I ran into my father’s room early in the morning, I could barely get any sleep the night before, as the phone kept ringing non-stop. “Daddy where are you off to?” I asked, he was acting a bit confused, making his bed, putting on his shirt, and going back to make an already made bed. “We are heading to the hospital” He replied. Breathing heavily; my heartbeat became faster than usual, feeling like I was going to have a panic attack, while summoning all the courage within myself to ask one of the most difficult questions I have ever had to—“is she still alive?” to which he responded, I don’t think so.
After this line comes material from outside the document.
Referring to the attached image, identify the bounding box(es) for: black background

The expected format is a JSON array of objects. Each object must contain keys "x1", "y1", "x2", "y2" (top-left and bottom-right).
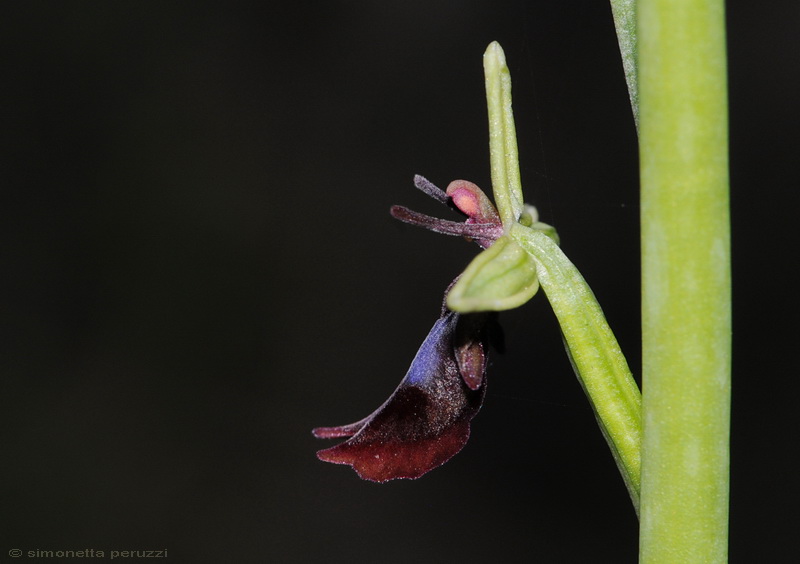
[{"x1": 0, "y1": 1, "x2": 800, "y2": 563}]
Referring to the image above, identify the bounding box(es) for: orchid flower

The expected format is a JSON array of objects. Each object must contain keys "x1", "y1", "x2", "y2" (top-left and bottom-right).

Life usually takes us through ups and downs, teaching us lessons, refining us, and making us stronger along the way. I want to take you through the journey of my life, the significant events, which made me the woman that I am today. Be sure to sit back and enjoy the crazy ride!
The Fear factor
I was a very fearful child growing up. If you grew up watching Nigerian movies in the late 90s leading up to the early 2000s, you will find out that most of the movies released at that time, had a lot of witchcraft and voodoo. Those stories scared the crap out of me as a little child. I remember the series titled—Willy Willy, it was about a guy who was killed by his friend, and his spirit came back to hunt those in the community where he lived. The theme song went something like this—
“Willy Willy don die (clap clap)
na who kill am (clap clap) na Nchelem kill am (clap clap)
Now clap for Nchelem, give him a big clap!"
Then all the kids would start applauding, and while they were busy cheering, from a distance this being, dressed in an all-white robe, dreadlocks and powder white face, starts making his way towards them, with everyone suddenly thrown into a pandemonium, because they did not expect to see Willy Willy's ghost. So you can imagine watching shows like Willy Willy or movies like Witches, as a child, you are definitely going to be bound by fear. I guess my parents, especially my mom, didn’t see the adverse effects such movies and television shows had on me growing up.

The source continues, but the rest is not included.